In the example below, two audio clips are sharing the same track. The short volume line represents a short clip of sound effects (“Thunder”) on top of a longer music clip (“Foreboding”). Since they are both audible, we adjusted the volume of the “Foreboding” clip to zero just in the area where the “-Thunder” clip plays. We could drag the “Thunder” clip to the upper audio track to avoid confusion, but it works this way too.

To extract audio from a video clip: You might want to use the audio from a video clip—without the video. Select a clip in the Timeline. From the “Advanced” menu, choose “Extract Audio.” The extracted audio is automatically placed in audio track 1 (the top audio track in the Timeline). You can delete the video clip and use just the audio clip. The audio remains in the source video clip, but is muted; see below if you want to restore it.

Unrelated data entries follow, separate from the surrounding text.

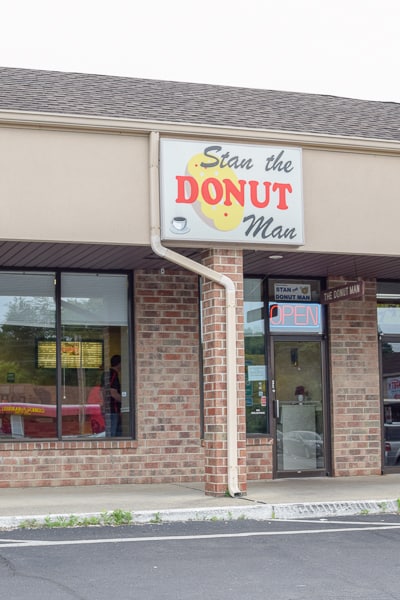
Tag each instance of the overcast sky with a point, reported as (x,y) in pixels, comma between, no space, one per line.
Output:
(341,47)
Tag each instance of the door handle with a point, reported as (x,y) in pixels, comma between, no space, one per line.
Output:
(275,409)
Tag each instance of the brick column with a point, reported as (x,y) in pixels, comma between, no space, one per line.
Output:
(355,406)
(228,262)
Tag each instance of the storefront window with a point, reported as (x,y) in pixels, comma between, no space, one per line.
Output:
(256,368)
(55,371)
(27,392)
(94,325)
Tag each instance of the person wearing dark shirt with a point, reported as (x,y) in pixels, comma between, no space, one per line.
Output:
(112,392)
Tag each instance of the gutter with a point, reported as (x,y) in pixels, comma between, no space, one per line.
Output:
(230,296)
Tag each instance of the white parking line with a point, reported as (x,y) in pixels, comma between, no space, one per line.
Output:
(173,538)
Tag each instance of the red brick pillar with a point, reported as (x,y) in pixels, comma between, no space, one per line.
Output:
(355,408)
(227,262)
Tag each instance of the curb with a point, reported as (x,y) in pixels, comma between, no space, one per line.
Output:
(257,512)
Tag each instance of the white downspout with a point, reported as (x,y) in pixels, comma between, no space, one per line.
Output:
(230,295)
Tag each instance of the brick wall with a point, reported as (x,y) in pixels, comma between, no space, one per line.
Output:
(355,391)
(259,458)
(168,445)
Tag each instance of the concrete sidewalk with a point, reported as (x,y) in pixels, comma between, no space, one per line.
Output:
(279,499)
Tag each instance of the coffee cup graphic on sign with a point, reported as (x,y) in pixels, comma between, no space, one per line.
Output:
(179,225)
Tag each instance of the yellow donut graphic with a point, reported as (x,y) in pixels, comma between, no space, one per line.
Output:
(218,203)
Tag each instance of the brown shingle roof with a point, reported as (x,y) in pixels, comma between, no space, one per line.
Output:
(153,100)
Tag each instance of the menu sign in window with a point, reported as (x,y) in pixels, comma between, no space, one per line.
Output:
(87,354)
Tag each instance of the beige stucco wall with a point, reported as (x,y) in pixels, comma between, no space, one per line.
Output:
(75,185)
(351,201)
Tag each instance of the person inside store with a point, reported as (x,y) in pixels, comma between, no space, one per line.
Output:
(112,395)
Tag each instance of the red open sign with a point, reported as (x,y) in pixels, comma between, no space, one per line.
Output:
(295,317)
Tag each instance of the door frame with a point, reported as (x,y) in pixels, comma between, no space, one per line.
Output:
(327,470)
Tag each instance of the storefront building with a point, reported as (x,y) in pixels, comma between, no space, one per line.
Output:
(236,250)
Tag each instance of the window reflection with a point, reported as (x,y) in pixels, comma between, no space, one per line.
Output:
(27,392)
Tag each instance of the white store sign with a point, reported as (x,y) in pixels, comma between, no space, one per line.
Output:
(217,192)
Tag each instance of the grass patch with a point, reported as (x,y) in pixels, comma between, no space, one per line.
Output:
(115,518)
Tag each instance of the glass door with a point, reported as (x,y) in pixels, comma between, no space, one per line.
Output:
(298,389)
(390,369)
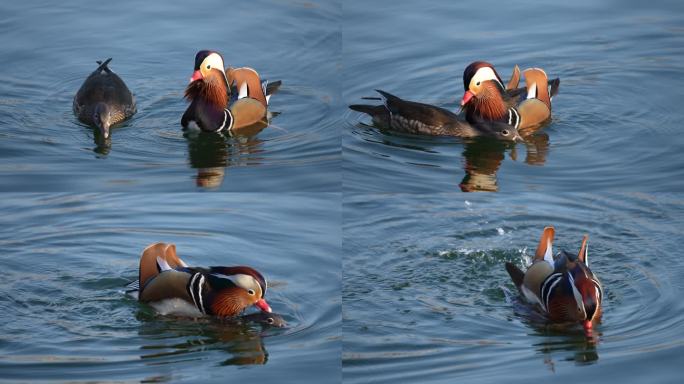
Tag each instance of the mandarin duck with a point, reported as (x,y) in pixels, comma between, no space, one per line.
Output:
(564,287)
(486,100)
(103,99)
(219,103)
(424,119)
(171,286)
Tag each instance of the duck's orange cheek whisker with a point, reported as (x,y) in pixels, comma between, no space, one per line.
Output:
(263,305)
(197,75)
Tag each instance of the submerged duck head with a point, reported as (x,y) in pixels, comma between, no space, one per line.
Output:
(102,117)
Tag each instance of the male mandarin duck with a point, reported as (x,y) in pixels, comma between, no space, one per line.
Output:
(487,101)
(223,100)
(564,287)
(484,90)
(103,99)
(170,285)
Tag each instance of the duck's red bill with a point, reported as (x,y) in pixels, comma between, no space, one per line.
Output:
(466,97)
(263,305)
(196,76)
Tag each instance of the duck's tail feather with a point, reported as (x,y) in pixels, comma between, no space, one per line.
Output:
(537,84)
(515,79)
(554,84)
(368,109)
(104,65)
(156,258)
(516,274)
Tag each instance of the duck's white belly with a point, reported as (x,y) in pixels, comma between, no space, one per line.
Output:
(176,306)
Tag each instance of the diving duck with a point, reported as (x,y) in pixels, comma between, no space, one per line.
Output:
(490,108)
(221,103)
(424,119)
(564,287)
(487,101)
(103,99)
(171,286)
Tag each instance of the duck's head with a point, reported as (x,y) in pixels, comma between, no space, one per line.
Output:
(586,288)
(208,64)
(479,78)
(483,94)
(102,118)
(208,80)
(236,288)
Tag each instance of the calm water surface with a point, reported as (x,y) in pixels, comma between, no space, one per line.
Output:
(48,48)
(426,297)
(66,259)
(616,122)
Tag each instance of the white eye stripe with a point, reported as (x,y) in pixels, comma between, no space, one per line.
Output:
(246,282)
(214,61)
(484,74)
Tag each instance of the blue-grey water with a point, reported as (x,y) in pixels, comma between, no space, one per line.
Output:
(426,297)
(66,258)
(48,48)
(616,121)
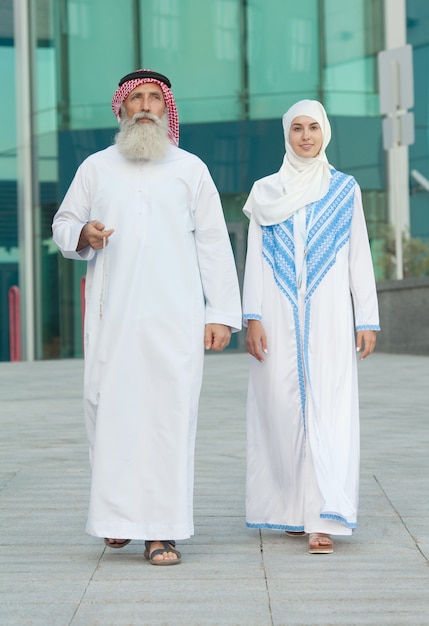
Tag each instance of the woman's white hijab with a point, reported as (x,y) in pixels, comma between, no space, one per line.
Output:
(300,180)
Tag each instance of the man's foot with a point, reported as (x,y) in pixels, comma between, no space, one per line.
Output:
(162,553)
(116,543)
(320,543)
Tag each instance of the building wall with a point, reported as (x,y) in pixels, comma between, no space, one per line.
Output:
(235,65)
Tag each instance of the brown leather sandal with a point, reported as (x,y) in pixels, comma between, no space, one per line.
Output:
(168,546)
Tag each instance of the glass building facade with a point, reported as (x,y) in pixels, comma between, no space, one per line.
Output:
(235,67)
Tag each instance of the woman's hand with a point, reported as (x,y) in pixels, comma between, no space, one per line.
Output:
(256,340)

To restore the video clip's audio, select the clip, click “Clip” volume control, then move the volume control slider from 0% to the desired volume. A volume setting of 100% restores the volume to its original state.

Dragging the Playhead through a movie to preview it is called “scrubbing.” To hear audio as you scrub through your movie, hold down the Option key as you drag the Playhead in the Timeline. This could be helpful when you need to locate a specific section of music or dialog that you want to synchronize with another clip, such as a loud musical accent or a shout.

Create chapter markers in a movie

One of the best ways to share movies is to create a DVD using Apple's iDVD software. And one of the biggest advantages of DVD is the ability to jump directly to pre-designated points in a movie, called “chapters.”

Chapter markers that you create in iMovie are automatically exported with your movie when you create an iDVD project (see the next page). See Chapter 4 to learn all about the amazing iDVD application.

To add chapter markers

  1. Open an iMovie project that is completed.
  2. Click the “iDVD button in the button bar to show the iDVD Chapter Markers pane.
  3. Move the Playhead in the Timeline to a position where you want to place a chapter marker.
  4. Click the “Add Chapter” button in the Chapter Markers pane. A thumbnail image for the chapter appears in the pane.
  5. If necessary, replace the clip name with a more meaningful chapter name. Later you can choose to let iDVD use these chapter names when it automatically creates a scene selection menu (as shown on the following page).